In an email penned by the writer and director to the stakeholders, Akin Omotoso details not only the unfair treatment dealt by the movie in local cinemas, which he described as perpetuating the absurd notion that black films just don’t do well, but also mentions the struggle to drum up support and get funding for the film because there was a strongly held view that there are no audiences for black South African films. Except perhaps if the narrative is one that replicates negative tropes of blackness as inherently criminal, poor etc.
“Instead of the constant problematizing of black lives we wanted to give audience a positive experience a film about successful, handsome black people falling in love in Joburg, a Joburg re-imagined as a city of love. In other words we set out to disprove this myth”, he wrote.
So, why the rushed chop?
To make way for new releases, according to Doug Place, the Marketing Executive at Ster Keniko. Place claims on DestinyConnect that while he is aware that the movie has done well in some cinemas, it had to be removed from others where it was not bringing in as much money. And with 5-10 movies being released weekly, some movies just need to go.

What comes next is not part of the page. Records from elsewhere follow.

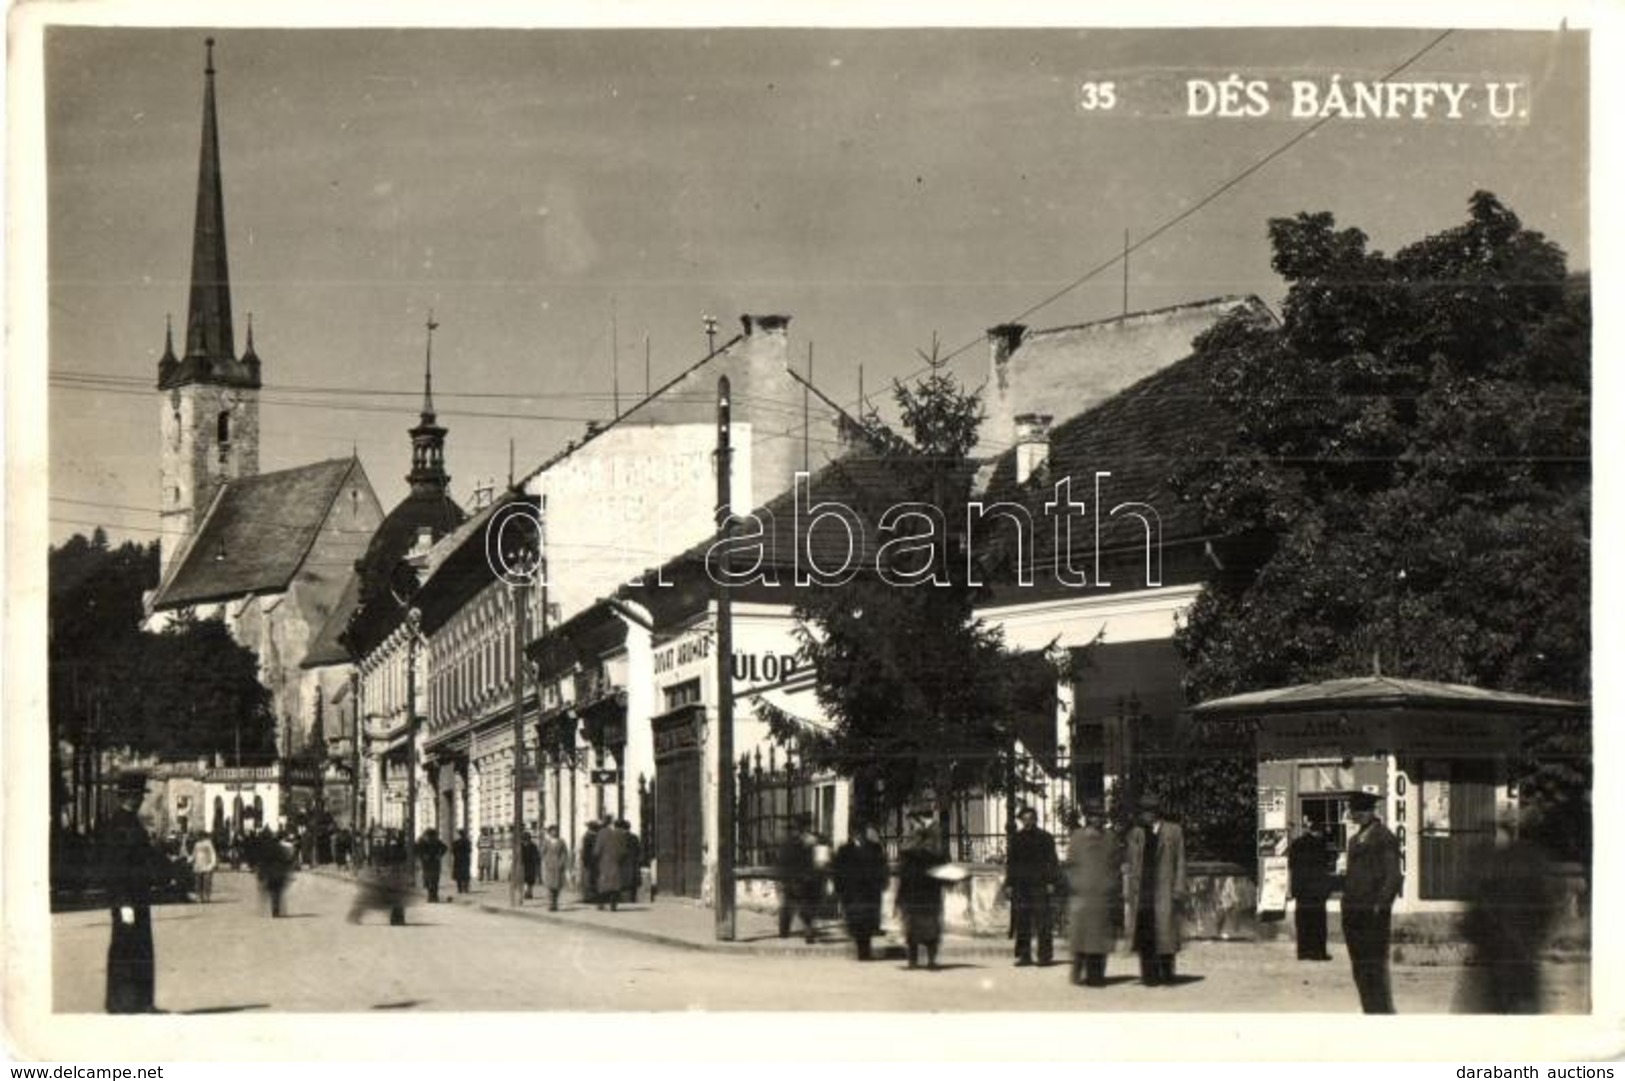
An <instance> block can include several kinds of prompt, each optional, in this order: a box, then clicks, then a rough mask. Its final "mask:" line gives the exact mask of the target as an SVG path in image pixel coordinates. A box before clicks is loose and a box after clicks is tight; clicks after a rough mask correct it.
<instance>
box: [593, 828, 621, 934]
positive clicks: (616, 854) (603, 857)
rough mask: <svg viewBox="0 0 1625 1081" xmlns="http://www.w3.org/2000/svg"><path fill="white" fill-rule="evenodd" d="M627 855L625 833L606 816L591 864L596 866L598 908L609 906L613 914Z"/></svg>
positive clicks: (620, 903) (593, 850)
mask: <svg viewBox="0 0 1625 1081" xmlns="http://www.w3.org/2000/svg"><path fill="white" fill-rule="evenodd" d="M626 855H627V832H626V831H624V829H621V824H619V823H616V821H614V819H613V818H609V816H608V814H606V816H604V824H603V829H600V831H598V840H596V844H595V847H593V857H595V858H593V862H595V863H596V865H598V907H600V909H601V907H604V904H608V905H609V910H611V912H614V910H616V909H617V907H619V904H621V875H622V871H624V866H622V863H624V862H626Z"/></svg>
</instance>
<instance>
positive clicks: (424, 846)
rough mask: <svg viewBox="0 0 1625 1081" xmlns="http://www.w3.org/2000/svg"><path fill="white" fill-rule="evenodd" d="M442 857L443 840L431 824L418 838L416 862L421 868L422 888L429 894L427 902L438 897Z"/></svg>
mask: <svg viewBox="0 0 1625 1081" xmlns="http://www.w3.org/2000/svg"><path fill="white" fill-rule="evenodd" d="M444 858H445V842H444V840H440V834H437V832H436V831H434V826H431V827H429V829H426V831H423V837H419V839H418V863H419V866H421V868H423V889H424V892H426V894H427V896H429V904H434V902H437V901H439V899H440V862H442V860H444Z"/></svg>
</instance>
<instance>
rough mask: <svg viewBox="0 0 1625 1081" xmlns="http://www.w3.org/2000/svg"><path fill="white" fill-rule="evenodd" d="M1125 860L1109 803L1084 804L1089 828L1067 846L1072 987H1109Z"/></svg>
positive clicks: (1068, 940) (1073, 838) (1068, 937)
mask: <svg viewBox="0 0 1625 1081" xmlns="http://www.w3.org/2000/svg"><path fill="white" fill-rule="evenodd" d="M1121 866H1123V858H1121V853H1120V850H1118V840H1116V837H1115V836H1113V834H1111V829H1110V827H1108V826H1107V810H1105V805H1102V803H1098V801H1094V803H1085V805H1084V824H1082V826H1079V827H1077V829H1074V831H1072V836H1071V837H1069V839H1068V842H1066V884H1068V894H1069V901H1068V946H1069V948H1071V951H1072V983H1081V985H1085V987H1105V982H1107V954H1110V953H1111V946H1113V944H1115V941H1113V940H1115V935H1113V928H1111V914H1113V912H1116V905H1118V904H1120V896H1118V881H1120V878H1118V875H1120V873H1121Z"/></svg>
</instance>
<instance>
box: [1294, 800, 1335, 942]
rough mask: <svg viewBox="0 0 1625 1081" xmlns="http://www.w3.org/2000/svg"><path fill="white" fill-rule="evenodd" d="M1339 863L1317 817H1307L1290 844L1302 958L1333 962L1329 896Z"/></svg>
mask: <svg viewBox="0 0 1625 1081" xmlns="http://www.w3.org/2000/svg"><path fill="white" fill-rule="evenodd" d="M1336 863H1337V857H1336V853H1334V852H1332V849H1331V845H1329V844H1326V836H1324V834H1323V832H1319V827H1318V824H1316V823H1315V819H1313V818H1305V819H1303V832H1302V834H1298V837H1297V839H1295V840H1293V842H1292V844H1290V845H1289V847H1287V875H1289V879H1290V886H1292V902H1293V922H1295V923H1297V933H1298V961H1331V954H1329V953H1326V899H1328V897H1331V884H1332V870H1334V868H1336Z"/></svg>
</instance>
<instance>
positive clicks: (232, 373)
mask: <svg viewBox="0 0 1625 1081" xmlns="http://www.w3.org/2000/svg"><path fill="white" fill-rule="evenodd" d="M206 49H208V59H206V63H205V68H203V146H202V151H200V156H198V200H197V218H195V223H193V229H192V293H190V297H189V302H187V340H185V354H184V356H180V358H177V356H176V348H174V330H172V328H171V327H169V325H166V327H164V356H163V358H161V359H159V361H158V395H159V432H161V441H163V449H161V452H159V458H161V463H163V465H161V484H163V488H161V491H159V502H158V506H159V512H161V527H163V536H161V566H163V571H161V572H167V569H169V564H171V561H172V559H174V558H176V553H177V551H180V548H182V546H184V545H185V541H187V538H189V536H190V535H192V530H195V528H197V525H198V523H200V522H202V520H203V515H205V514H206V512H208V507H210V501H211V499H213V497H215V493H216V491H218V489H219V486H221V484H223V483H224V481H228V480H236V478H239V476H254V475H255V473H258V471H260V358H258V356H257V354H255V353H254V315H252V314H250V315H249V332H247V341H245V348H244V353H242V356H241V358H239V356H237V343H236V335H234V333H232V325H231V276H229V275H228V271H226V203H224V198H223V197H221V174H219V133H218V130H216V120H215V39H213V37H210V39H208V42H206ZM166 322H167V320H166Z"/></svg>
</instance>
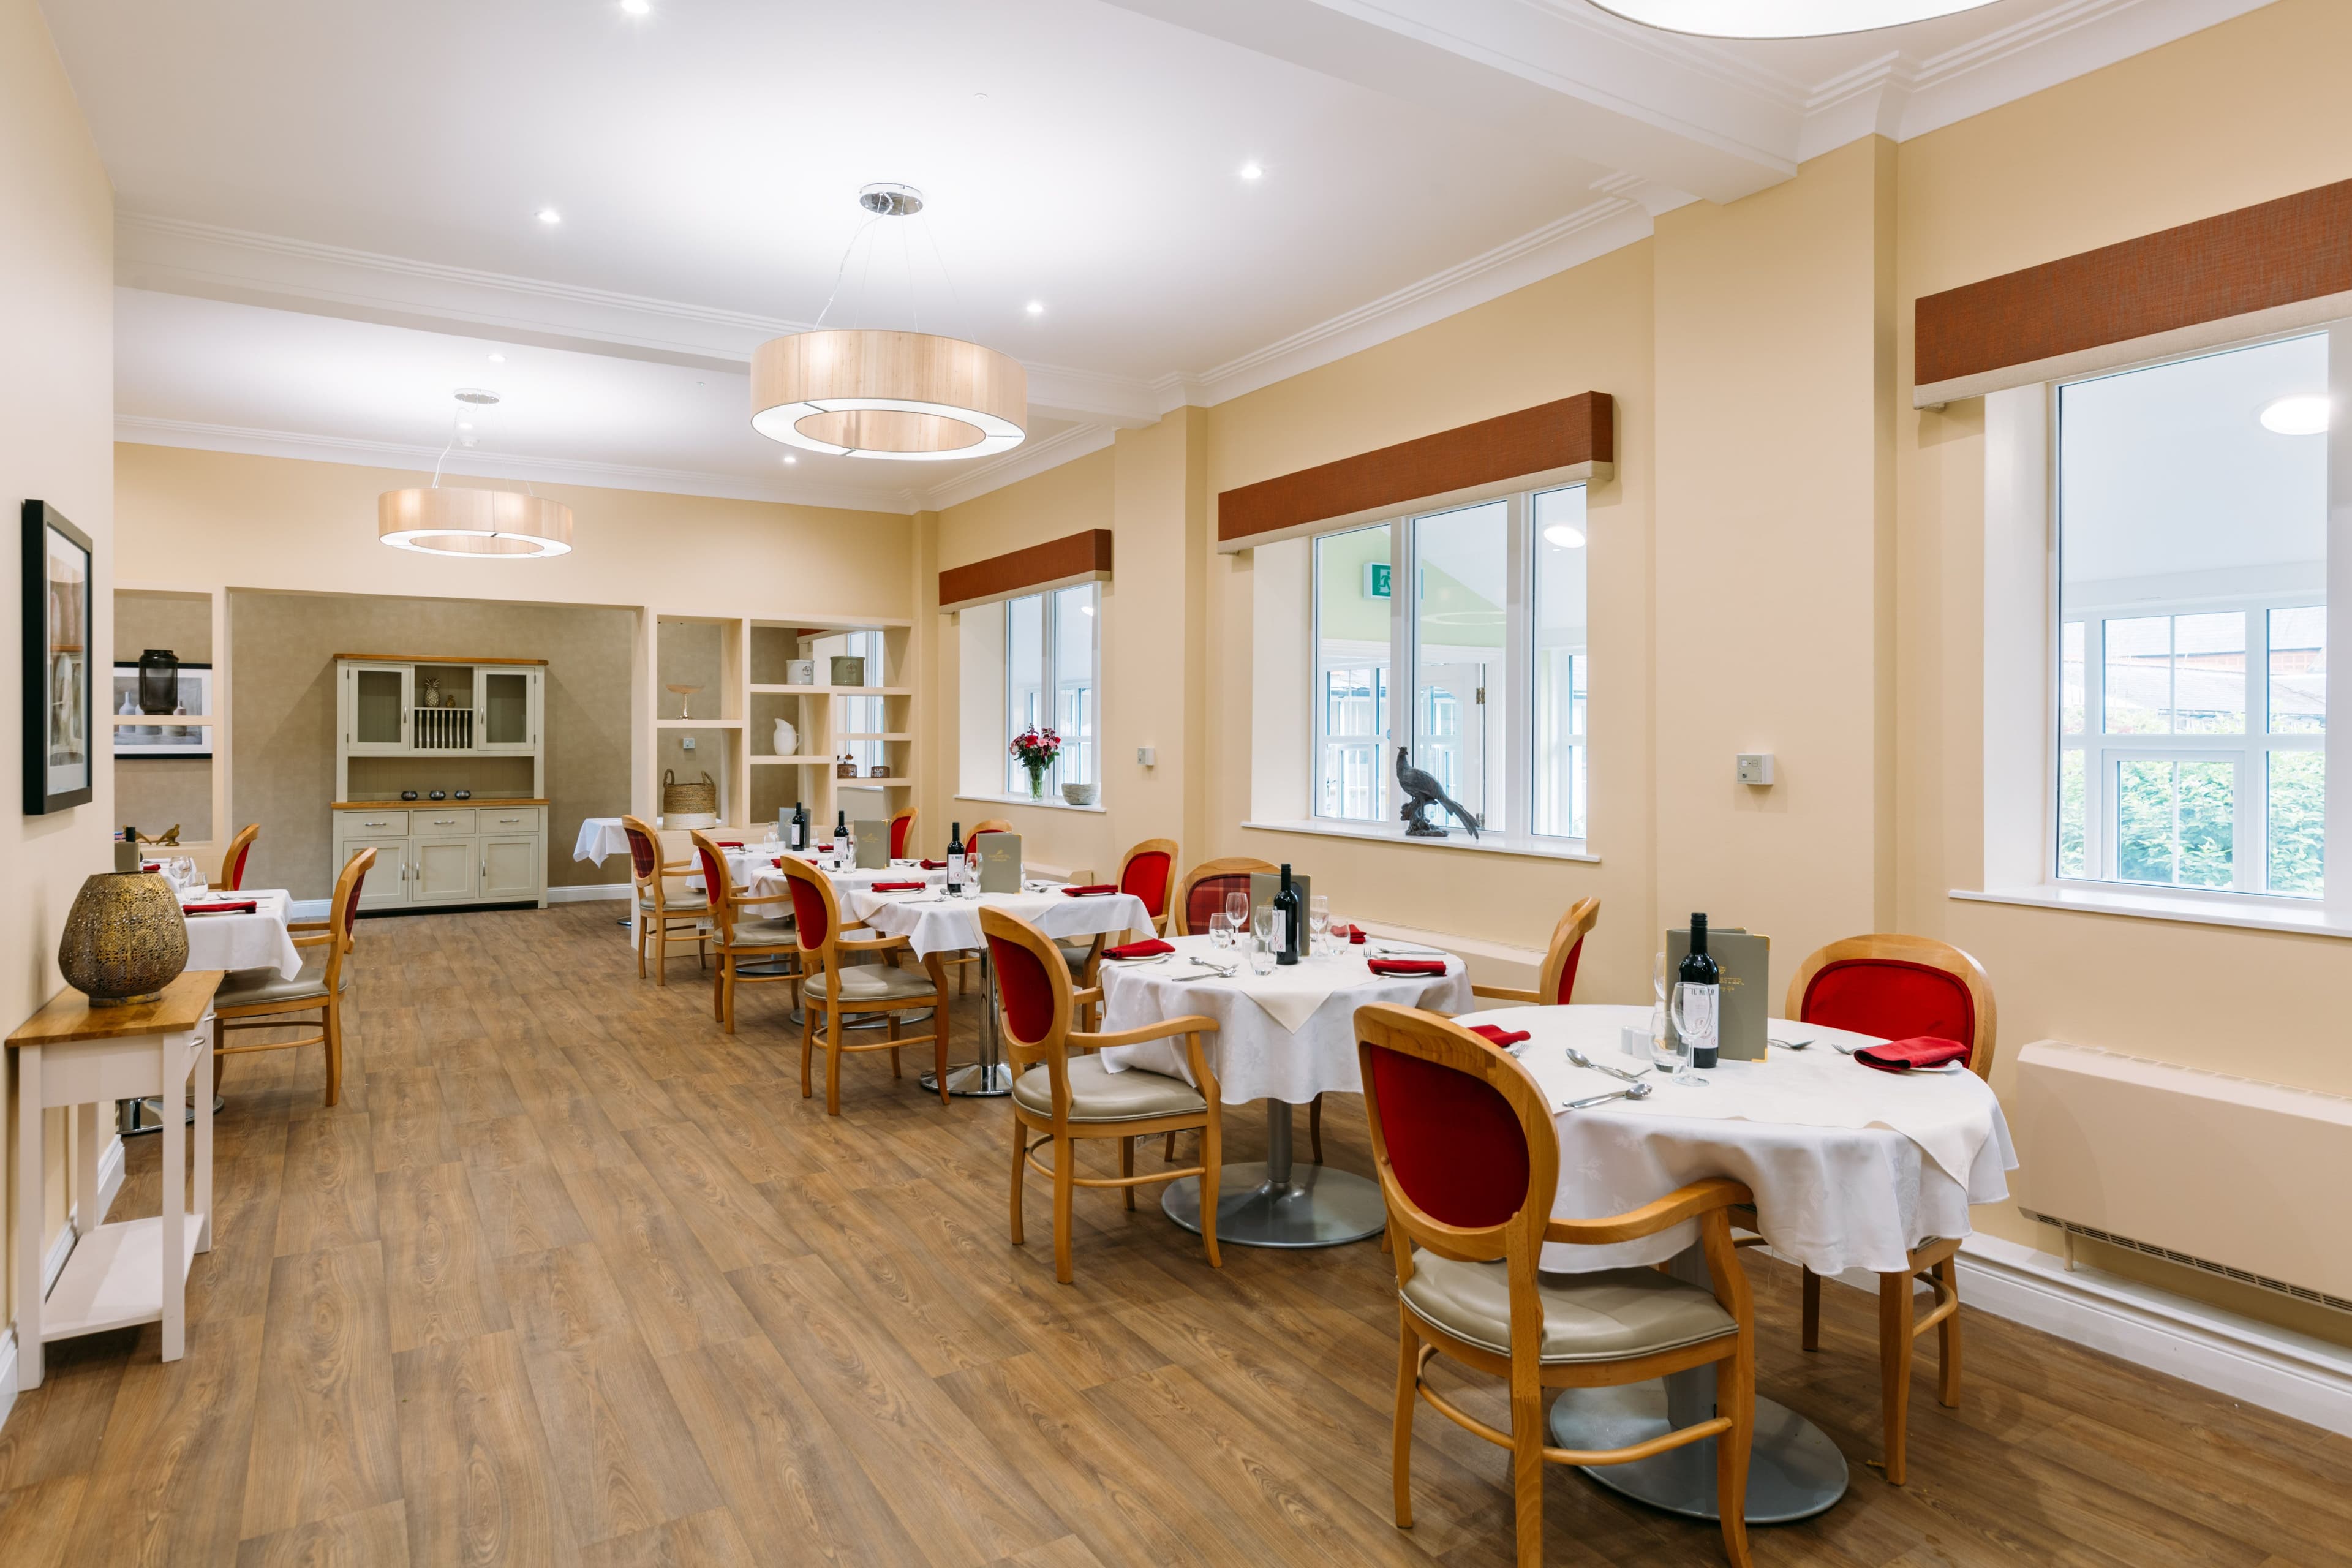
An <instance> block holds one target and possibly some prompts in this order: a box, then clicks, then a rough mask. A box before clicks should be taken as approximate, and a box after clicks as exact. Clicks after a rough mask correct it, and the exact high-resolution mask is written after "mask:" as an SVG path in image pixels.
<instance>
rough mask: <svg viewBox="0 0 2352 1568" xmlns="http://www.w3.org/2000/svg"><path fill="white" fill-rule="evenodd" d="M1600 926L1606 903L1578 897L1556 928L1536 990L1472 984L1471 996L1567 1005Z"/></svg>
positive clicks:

Except, the movie has started being taken off cinemas where it is also doing well, according to Omotoso.
“It has now started to be taken out of key sites such as Gateway and Sandton, where the film is performing extremely well. this will have a big impact on the films bottom line”, he jotted down in the email. Omotoso continued to reveal that upon seeking for an answer as to why the movie was being removed from the aforementioned screen despite performing well there, he was soon told that not even doing well was going to cut it there.
‘When asked why it was being taken out of site, this was the reply from Mr. Clive Fisher the GM of Acquisitons and Scheduling replied,
“I understand the film is still performing at Sandton, however with only 10 screens and the amount of titles releasing every week we do not have space for the title anymore.
I had another look to try and see if we could load a few shows for the film but unfortunately there is no space.
In reaction to the news, lead actor Maps Maponyane took to Twitter to express great disappointment at the decision.
The local audience’s appetite will not develop, nor will our film industry grow to its potential if cinemas don’t fully support local films.